I heard about “Into the Wild” while listening to the radio. The song “Hard Sun” by Eddie Vedder caught my attention as I am a fan of Pearl Jam and Eddie Vedder. After listening to the song I heard that it was from the “Into the Wild” soundtrack. This film title stuck in the back of my mind until I found it was a book in school. I right away read it and found it to be an amazing book. The fact that a man left society to live much more simply is such an extreme but understandable action. Chris McCandless led a good life and had an amazing amount of potential, but he decided to leave his home and head up to Alaska, to live in the wild. This book follows the journey that Chris McCandless took to get to Alaska. Through changing his name to Alex Supertramp, making numerous friends along the way, and finally trying to live in an abandoned bus in the Alaskan wild, John Krakauer really captures the personality that few knew personally. Sadly, after about a year, Chris died in that bus, but his idea andd example lived on. I think that this book and movie combined make for a life changing experience. I really do agree with what Chris did. The world is stressful and takes everything for granted. I also agree that an experience like this would truly help you find yourself. This is one of my favorite books and I would recommend it to any and everyone (even though outdoorsmen and fans of memoirs would probably like this more.)
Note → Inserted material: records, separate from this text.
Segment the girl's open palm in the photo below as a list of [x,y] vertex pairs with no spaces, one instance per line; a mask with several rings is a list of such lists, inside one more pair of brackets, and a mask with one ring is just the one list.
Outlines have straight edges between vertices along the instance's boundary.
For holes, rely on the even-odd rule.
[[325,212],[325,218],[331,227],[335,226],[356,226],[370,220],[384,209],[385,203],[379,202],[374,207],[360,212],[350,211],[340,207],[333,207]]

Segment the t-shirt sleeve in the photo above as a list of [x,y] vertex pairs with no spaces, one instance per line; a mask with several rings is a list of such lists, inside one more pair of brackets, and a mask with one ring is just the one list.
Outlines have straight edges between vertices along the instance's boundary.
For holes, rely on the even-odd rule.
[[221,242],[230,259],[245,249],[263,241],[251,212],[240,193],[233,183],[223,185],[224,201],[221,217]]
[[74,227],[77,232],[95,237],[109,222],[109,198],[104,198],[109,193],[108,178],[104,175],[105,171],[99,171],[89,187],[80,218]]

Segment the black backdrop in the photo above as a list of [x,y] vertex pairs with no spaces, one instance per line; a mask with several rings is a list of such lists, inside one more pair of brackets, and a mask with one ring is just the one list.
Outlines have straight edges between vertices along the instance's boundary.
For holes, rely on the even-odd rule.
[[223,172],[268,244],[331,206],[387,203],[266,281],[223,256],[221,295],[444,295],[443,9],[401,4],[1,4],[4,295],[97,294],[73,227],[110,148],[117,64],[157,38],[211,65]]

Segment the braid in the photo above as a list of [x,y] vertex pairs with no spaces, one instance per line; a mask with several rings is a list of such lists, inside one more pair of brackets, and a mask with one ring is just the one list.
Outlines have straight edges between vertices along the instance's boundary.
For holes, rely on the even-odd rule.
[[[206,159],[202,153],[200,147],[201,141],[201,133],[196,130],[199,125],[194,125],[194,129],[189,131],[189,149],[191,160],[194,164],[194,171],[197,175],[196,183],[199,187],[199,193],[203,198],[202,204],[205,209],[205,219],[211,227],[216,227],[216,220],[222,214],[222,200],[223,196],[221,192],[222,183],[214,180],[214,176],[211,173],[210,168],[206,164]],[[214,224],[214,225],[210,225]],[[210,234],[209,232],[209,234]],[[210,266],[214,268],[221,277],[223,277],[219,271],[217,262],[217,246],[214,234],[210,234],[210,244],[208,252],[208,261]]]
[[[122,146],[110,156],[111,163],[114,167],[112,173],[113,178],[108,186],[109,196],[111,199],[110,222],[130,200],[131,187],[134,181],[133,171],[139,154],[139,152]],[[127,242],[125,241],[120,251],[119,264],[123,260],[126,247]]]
This book gets plenty of acclaim, but it's even better than most people realize, and for different reasons than

what is commonly cited. The book isn't about Christopher, really, or how foolhardy or noble he was. It isn't about surviving in the wilderness, or the fact that Alaska draws loons like a magnet. The real theme of the book is one close to Werner Herzog's heart: the indifference of the universe to man. And I don't invoke Herzog merely to namedrop. The themes of Hezog's Grizzly Man, Aguirre, and Fitzcarraldo are the same ones Into the Wild quietly embroiders into a tale ostensibly about a disappointed idealist who accidently kills himself. In addition, Herzog would have delivered a much different and much more powerfully layered movie than Penn did. No hit to Penn; his efforts were solid. The scenes with Hal Holbrook were infused with a pathos very rarely seen in film--ever. I believe the reputation of this book will grow even greater in stature than it already has. Maybe even a Modern Library re-release?